ИЗ ДНЕВНИКА ТУРЕЦКОГО…
Ирка напомнила… Трудное было дело, с добрым десятком трупов, с высокопоставленными «клиентами» и с такими сюжетными поворотами, что специально и не придумаешь. Как не придумать и второго Евгения Никольского – технического гения и преступника. Да и преступник-то, в общем, не по собственной воле, вот тут уж точно можно сказать, что виноваты обстоятельства, и ничто иное. Эти его поистине фантастические изобретения и… похищение Ирины, жены следователя. И собственное право судить и выносить приговоры… Ну, зачем?! Да, конечно, теперь, за чертой полутора десятков прожитых лет, отчетливо видно, сколь тяжкими и беспощадными были 91-92-й годы. Как со всех сторон выплескивалось тупое озверение, а бандитский промысел становился нормой жизни. И слова, слова, слова… бесконечные речи, становившиеся все той же привычной уже жвачкой, но только теперь прикрывавшей еще более наглое и откровенное воровство… Не повод, так сломя голову бежал бы от этих воспоминаний…

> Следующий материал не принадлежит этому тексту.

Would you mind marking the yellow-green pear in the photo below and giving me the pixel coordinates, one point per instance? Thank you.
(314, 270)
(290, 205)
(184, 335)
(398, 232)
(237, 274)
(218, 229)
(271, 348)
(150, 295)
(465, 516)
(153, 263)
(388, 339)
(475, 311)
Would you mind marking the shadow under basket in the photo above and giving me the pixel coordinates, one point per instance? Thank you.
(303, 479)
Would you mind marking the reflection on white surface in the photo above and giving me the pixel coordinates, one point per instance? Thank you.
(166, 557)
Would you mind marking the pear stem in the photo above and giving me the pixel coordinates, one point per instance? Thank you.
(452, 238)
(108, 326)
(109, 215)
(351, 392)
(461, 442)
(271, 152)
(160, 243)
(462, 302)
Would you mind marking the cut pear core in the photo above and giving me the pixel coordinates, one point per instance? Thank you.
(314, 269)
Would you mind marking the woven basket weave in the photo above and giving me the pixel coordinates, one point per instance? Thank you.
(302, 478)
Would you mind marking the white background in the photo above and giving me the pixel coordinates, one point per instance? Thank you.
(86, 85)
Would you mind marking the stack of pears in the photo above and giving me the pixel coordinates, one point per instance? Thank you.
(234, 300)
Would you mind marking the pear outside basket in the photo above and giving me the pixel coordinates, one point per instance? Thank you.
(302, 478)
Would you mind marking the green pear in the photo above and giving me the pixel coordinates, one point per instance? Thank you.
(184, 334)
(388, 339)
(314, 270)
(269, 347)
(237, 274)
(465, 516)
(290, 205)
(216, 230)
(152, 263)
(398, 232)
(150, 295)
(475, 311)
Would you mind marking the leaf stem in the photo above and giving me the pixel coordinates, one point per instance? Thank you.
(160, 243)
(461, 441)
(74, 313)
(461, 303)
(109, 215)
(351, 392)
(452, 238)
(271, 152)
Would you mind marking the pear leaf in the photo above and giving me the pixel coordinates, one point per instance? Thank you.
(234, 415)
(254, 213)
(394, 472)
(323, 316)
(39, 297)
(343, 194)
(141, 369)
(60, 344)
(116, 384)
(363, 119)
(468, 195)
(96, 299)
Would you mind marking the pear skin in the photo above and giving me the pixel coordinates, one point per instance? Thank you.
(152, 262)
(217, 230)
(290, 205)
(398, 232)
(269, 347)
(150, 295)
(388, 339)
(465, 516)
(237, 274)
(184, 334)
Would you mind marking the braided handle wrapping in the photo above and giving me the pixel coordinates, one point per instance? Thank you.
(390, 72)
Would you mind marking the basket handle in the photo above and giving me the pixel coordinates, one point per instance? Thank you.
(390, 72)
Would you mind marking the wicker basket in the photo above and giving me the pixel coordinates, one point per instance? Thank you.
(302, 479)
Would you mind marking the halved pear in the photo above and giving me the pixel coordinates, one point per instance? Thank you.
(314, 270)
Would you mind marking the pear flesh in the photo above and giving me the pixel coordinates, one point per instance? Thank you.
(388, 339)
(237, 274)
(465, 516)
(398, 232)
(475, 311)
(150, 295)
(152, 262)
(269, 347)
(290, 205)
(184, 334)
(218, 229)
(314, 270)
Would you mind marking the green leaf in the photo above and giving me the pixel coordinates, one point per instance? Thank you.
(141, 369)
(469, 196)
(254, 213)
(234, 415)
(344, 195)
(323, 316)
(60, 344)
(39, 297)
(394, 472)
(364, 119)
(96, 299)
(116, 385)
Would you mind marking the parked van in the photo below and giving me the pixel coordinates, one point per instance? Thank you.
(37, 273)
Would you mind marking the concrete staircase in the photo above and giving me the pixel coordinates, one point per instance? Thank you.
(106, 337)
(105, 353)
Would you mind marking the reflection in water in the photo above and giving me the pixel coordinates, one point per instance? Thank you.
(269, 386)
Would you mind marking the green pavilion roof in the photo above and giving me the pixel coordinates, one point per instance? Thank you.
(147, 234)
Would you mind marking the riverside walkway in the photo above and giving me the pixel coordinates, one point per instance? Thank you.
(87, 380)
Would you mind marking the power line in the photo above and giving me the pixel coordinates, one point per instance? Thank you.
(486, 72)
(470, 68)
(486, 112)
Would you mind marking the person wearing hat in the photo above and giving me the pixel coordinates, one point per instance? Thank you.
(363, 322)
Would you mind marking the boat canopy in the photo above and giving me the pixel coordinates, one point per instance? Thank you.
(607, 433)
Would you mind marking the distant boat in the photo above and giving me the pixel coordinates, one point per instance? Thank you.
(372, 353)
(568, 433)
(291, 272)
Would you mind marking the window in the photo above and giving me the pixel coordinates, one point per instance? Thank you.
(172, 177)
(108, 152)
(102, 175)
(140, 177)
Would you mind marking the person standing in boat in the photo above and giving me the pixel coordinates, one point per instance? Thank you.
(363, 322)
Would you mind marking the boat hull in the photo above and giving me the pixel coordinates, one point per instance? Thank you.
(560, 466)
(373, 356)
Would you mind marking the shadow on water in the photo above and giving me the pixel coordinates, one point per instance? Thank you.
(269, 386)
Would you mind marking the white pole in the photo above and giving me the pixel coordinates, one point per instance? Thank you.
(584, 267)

«А, в самом деле, – думал Турецкий, – сколько раз воровали у меня жену? Вопрос, конечно, уже не просто интересный, а, как говорится, вполне основополагающий…»…
Но каким бы он ни был – случайно возникшим или вечным, не сходящим с повестки дня, говоря языком всемогущей канцелярии, а ответить на него правдой и только правдой мог единственный источник, который не врал. Это был личный и тайный дневник, который следователь Турецкий, вопреки всем служебным инструкциям и корпоративным запретам, вел едва ли не с первых своих самостоятельных расследований. А точнее сказать, еще со студенческих лет.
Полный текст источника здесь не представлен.